A eleição presidencial na Argentina: avaliação do impacto para o mercado de saúde

Por Mariana Romero Roy

Em 10 de dezembro de 2023, a Argentina passou por uma transformação política radical com a posse do presidente Javier Milei. Embora a real extensão das mudanças ainda não seja muito nítida, certamente haverá impactos – positivos e negativos – para o setor de saúde e para as empresas que nele atuam.

Diferentemente de seu antecessor, Milei é um presidente libertário, que disputou a eleição com uma plataforma de forte redução nos gastos públicos e ideais de livre mercado. Em 20 de dezembro, com dez dias no cargo apenas, o novo presidente anunciou um pacote de medidas voltadas para a desregulamentação da economia e o corte de gastos públicos, em conformidade com seu programa de governo.

A situação do setor de saúde na Argentina

Atualmente, o sistema de atenção à saúde na Argentina opera de forma híbrida, com a oferta combinada de serviços públicos e privados:

  • Sistema público. O sistema público de saúde é universal e gratuito, atendendo inclusive estrangeiros. É usado por indivíduos que não têm direito aos benefícios da previdência social, o que corresponde a cerca de 39% da população (aproximadamente 17,7 milhões de pessoas).
  • Previdência social. O sistema previdenciário é formado pela Previdência Social Nacional (OSN), pelo Programa de Assistência Médica Integral (PAMI), para aposentados e pensionistas, pela Previdência Social Provincial (OSP) e por outros órgãos previdenciários (OOS). Conjuntamente, esses programas atendem 62% da população, oferecendo cobertura a 28,6 milhões de pessoas. Os fundos de previdência social são administrados por sindicatos. A participação nesses fundos, assim como nos sindicatos, é obrigatória para todos os trabalhadores registrados. Esse é um dos aspectos do sistema de saúde que o novo governo possivelmente tentará modificar.
  • Sistema privado. As Entidades de Medicina Privada e Pré-paga (EMPP) têm como beneficiários diretos cerca de 5% da população (aproximadamente 2,4 milhões de pessoas). No entanto, quando se inclui os trabalhadores que optam por “liberalizar” suas contribuições sociais, transferindo-as para esse tipo de previdência, que oferece serviços de melhor qualidade a um custo mais elevado, o sistema atinge 14% da população, ou o equivalente a 6,3 milhões de pessoas.

Como as medidas de Milei podem afetar o sistema de saúde

Como seria de se esperar, os especialistas preveem que os ideais de governo mínimo e livre mercado de Milei certamente afetarão o sistema de saúde argentino – que, frisa-se, está longe de ser perfeito. Nos últimos anos, fatores como a pandemia de Covid-19, a inflação, a taxa de câmbio e as barreiras impostas a importações fizeram soar inúmeros alarmes. Em 2023, várias associações médicas argentinas denunciaram a falta de suprimentos e a queda na qualidade da medicina no país.

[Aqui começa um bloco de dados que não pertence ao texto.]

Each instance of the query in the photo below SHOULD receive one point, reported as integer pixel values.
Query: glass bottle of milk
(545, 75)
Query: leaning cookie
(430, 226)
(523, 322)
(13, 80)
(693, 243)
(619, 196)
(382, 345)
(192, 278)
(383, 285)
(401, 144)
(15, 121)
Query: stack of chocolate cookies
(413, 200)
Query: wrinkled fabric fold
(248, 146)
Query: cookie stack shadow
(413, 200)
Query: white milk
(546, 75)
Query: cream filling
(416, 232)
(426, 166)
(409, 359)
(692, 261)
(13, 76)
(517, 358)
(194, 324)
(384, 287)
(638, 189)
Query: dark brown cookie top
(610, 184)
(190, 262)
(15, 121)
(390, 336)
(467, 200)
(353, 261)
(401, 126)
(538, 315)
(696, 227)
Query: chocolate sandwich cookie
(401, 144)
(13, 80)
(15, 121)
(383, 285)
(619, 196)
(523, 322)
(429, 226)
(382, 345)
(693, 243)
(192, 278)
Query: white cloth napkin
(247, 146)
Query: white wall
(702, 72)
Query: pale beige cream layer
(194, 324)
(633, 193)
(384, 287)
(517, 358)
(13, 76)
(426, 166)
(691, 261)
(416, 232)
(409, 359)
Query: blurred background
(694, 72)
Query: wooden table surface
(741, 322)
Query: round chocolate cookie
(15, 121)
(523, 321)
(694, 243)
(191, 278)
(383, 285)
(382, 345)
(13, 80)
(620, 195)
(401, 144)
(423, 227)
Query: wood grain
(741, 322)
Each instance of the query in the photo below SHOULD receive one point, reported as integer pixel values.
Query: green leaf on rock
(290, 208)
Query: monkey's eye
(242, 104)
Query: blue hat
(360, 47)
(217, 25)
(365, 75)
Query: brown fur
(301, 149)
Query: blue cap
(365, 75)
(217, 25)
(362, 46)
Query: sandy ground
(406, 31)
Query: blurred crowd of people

Seguem-se algumas das muitas mudanças que podem ocorrer no sistema de saúde argentino durante o governo Milei:

  • Menor intervenção governamental. As entidades de medicina pré-paga, também conhecidas como operadoras de planos de saúde privados[1], há muito reivindicam liberdade para aumentar seus preços de acordo com as taxas de inflação. No entanto, os reajustes são limitados por restrições impostas pelo governo. Milei pretende eliminar esses obstáculos.
  • Maior controle para as empresas sobre seus preços. No caso das empresas de medicina pré-paga e dos fundos de previdência social[2] (conhecidos como “obras sociales”, em espanhol), a primeira grande mudança é que essas entidades terão maior liberdade para reajustar seus preços. Atualmente, os preços cobrados dos clientes só podem ser reajustados quando assim determinado pelo Ministério da Saúde ou pela Superintendência de Serviços de Saúde, sempre com um teto para os aumentos. As novas medidas concedem liberdade aos reajustes de preços dos serviços, sem qualquer tipo de restrição ou controle.
  • Maior liberdade individual na escolha do plano de saúde. Outra mudança que Milei pretende adotar é que os trabalhadores possam transferir diretamente suas contribuições sociais para as empresas de medicina pré-paga. No modelo atual, os trabalhadores encontram muitos empecilhos para transferir os recursos acumulados na previdência social para a previdência privada. Esta última medida, que reduz o poder econômico dos fundos de previdência social, deve enfrentar resistências, pois a ideia do governo é estimular a competição desses fundos com as operadoras de planos de saúde privados. Desse modo, os fundos correm o risco de perder clientes para as empresas privadas, que tendem a oferecer serviços de melhor qualidade. No entanto, isso pode acabar não acontecendo, caso as operadoras privadas aumentem consideravelmente seus preços devido às mudanças que o novo governo pretende implementar.

O que as empresas podem fazer diante das mudanças

Para as empresas que fornecem equipamentos ou outros serviços para o setor de saúde, algumas das mudanças propostas por Milei podem resultar em um cenário mais positivo nos próximos anos, com a redução da regulação governamental sobre vendas e das restrições aos reajustes de preço.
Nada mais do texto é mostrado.